The yucca bloom and the sunflowers are all long gone.





So I’m finally almost there. Three o’clock, the hot part of the day, and I perspire freely. There’s one small problem. I am developing hot spots under the balls of my feet. Hot spots mean only one thing in this situation and that is blisters.
My first aid kit is still sitting on the floor of my wife’s minivan 40 miles away. Last week my wife and I headed up to a park near Bakersfield where my daughter was at “War”, an SCA campout for Viking re-enactors. One of the Vikings got stabbed in the foot during swordplay and refused to go get medical aid. So as long as we were up there my wife, the RN, will see what needs to be done.
It wasn’t that bad and we patched him up. But I made the crucial error of not returning the kit to the backpack from whence it had come. Now I am six miles out and can sense a blister coming on with no moleskin or even duct tape. Heavy Sigh!
At one point the creek almost disappears. later it is 15 feet wide and a foot deep. Those tracks you see in the water are from a very recent bear, not a bare. The creek finally disappears into some boulders as it rounds a bend and enters the narrows.

What I should have done is remove shoes and socks, kicked back under a tree and been even more naked until everything dried out.
What did instead was to splash around in the shallow water of the creek just before it entered the narrows and goof off for a couple of hours. It felt good and the hot spot went away but I didn’t remove what was causing the hotspot to start with, moist feet and wool socks wet with sweat. Although, I must say that I’ve hiked in these shoes with hot sweaty feet before and not had this problem. Maybe their time had simply come.
Running thru the water and falling flat on my face. Oh yeah, there was a very fresh pile of bear poop on the far bank. I suspect the bear was searching for crawdads and slowly moving downstream to stay ahead of me.
I did try a couple of techniques for hotspots that had helped in the past. I swapped socks left to right. If there were a part that was rucking up, by swapping it wouldn’t be in the same place on the other foot. I also relaced the shoes differently so as to minimize my foot’s ability to slip. Neither technique proved effective this time.

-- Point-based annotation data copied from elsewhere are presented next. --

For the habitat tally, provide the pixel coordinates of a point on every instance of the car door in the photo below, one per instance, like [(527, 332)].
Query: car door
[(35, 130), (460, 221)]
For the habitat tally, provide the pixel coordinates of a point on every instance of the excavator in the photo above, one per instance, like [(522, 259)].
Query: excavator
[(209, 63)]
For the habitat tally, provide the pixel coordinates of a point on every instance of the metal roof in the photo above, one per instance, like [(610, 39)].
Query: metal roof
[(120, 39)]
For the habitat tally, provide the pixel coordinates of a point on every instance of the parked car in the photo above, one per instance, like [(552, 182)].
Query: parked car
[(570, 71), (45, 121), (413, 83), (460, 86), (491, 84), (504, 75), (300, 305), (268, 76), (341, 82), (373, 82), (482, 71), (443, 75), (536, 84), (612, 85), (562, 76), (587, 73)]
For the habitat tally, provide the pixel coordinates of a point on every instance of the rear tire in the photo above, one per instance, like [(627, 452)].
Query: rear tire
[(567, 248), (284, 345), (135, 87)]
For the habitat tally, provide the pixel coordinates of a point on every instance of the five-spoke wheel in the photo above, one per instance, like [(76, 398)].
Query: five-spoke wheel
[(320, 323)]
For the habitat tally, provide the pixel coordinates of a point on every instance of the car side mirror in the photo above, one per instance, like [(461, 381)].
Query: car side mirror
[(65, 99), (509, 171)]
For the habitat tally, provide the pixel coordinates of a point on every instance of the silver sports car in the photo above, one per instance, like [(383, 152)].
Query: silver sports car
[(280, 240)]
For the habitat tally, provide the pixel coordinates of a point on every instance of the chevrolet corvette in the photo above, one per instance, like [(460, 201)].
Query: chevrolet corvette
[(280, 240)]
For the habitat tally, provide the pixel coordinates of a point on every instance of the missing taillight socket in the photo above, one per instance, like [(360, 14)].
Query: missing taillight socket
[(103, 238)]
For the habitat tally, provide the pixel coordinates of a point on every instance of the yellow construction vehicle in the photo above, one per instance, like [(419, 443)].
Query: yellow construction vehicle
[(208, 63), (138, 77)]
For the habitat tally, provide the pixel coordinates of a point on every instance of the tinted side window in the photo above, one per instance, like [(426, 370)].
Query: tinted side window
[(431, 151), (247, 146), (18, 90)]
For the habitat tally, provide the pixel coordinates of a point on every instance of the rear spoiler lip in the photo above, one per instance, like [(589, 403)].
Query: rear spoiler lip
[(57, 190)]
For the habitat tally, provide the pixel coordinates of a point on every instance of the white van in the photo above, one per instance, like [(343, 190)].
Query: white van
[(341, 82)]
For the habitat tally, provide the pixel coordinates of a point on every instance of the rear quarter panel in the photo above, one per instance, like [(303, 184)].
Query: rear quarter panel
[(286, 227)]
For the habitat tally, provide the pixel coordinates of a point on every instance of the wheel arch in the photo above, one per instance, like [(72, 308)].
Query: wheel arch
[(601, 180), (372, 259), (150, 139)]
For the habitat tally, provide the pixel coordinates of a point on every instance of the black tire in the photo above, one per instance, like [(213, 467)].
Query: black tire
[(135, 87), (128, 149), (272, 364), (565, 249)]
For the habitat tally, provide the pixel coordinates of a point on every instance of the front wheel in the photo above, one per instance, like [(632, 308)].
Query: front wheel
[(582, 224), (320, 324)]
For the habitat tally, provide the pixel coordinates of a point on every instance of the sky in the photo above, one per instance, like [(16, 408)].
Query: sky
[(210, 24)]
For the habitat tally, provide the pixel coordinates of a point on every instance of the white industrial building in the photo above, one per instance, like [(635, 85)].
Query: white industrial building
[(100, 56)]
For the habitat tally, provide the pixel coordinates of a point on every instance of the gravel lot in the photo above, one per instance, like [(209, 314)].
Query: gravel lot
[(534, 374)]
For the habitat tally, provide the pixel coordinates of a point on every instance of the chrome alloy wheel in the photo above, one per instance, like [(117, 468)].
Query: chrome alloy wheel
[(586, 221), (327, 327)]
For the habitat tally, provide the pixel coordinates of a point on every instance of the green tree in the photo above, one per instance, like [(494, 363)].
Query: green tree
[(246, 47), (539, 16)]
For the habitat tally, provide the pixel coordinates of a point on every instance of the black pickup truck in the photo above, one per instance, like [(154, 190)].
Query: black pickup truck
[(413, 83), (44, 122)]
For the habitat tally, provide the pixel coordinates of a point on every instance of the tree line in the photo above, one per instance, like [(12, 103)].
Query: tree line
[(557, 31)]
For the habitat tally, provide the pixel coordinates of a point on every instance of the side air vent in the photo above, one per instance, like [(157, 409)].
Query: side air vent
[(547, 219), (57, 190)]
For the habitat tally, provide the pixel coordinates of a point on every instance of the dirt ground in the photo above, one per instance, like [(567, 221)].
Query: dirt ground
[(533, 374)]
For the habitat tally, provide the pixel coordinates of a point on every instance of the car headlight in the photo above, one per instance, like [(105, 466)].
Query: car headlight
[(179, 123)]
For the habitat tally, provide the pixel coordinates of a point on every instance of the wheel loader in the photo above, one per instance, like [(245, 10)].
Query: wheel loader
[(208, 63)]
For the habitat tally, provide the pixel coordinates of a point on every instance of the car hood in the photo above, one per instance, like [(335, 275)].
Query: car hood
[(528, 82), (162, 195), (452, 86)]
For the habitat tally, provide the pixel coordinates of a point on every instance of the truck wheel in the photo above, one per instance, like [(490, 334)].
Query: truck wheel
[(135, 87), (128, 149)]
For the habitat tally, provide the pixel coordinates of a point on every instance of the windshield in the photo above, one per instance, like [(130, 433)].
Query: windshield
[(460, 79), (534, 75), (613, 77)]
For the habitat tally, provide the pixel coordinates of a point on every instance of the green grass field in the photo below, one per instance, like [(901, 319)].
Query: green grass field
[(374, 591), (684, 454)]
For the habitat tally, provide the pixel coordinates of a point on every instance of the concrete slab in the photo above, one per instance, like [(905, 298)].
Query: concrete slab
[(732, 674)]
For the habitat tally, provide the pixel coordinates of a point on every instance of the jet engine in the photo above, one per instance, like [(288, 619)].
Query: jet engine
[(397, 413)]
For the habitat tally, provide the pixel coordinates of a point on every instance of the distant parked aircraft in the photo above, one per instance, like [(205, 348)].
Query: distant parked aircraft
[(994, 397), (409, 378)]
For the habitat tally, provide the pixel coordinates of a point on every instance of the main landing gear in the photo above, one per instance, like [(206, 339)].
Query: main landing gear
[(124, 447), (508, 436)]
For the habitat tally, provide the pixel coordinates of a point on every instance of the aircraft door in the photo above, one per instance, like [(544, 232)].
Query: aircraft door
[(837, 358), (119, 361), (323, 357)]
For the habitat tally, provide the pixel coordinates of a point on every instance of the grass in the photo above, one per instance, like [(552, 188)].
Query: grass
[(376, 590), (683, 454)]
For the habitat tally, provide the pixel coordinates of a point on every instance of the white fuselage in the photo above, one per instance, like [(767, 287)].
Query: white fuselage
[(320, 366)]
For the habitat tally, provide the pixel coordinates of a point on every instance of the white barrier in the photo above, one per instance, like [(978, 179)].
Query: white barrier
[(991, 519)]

Left: late afternoon approaches Hard Luck.
Right: Sun has set and I have another hour of hobbling ahead.
That set of hills midway up the picture is where I’m parked.
Still, the night was coming. It gets dark out here around 6:30 this time of year. I made the 6 miles back to the car in about two hours, hobbling badly the last mile.
When I got home I checked out the damage. My left foot has a quarter-sized blister in the center of the ball. Right foot had a silver dollar sized blister in the same place and it had burst. I treated them both with moleskin but I knew the next day at work was not going to be fun.
Three days later it only hurts a little bit.
October 18, 2019 at 13:36
Afterthought: My Asperger’s makes me a terrible judge of implied meaning. It occurred to me after I posted this that the lady may not have been wondering if I wasn’t cold – but rather asking rhetorically why I was in the middle of undressing, wearing nothing but briefs, and bemused by the likely explanation. I am an idiot about such things.
The guy appeared oblivious to having me standing there nearly undressed. I might as well have been green.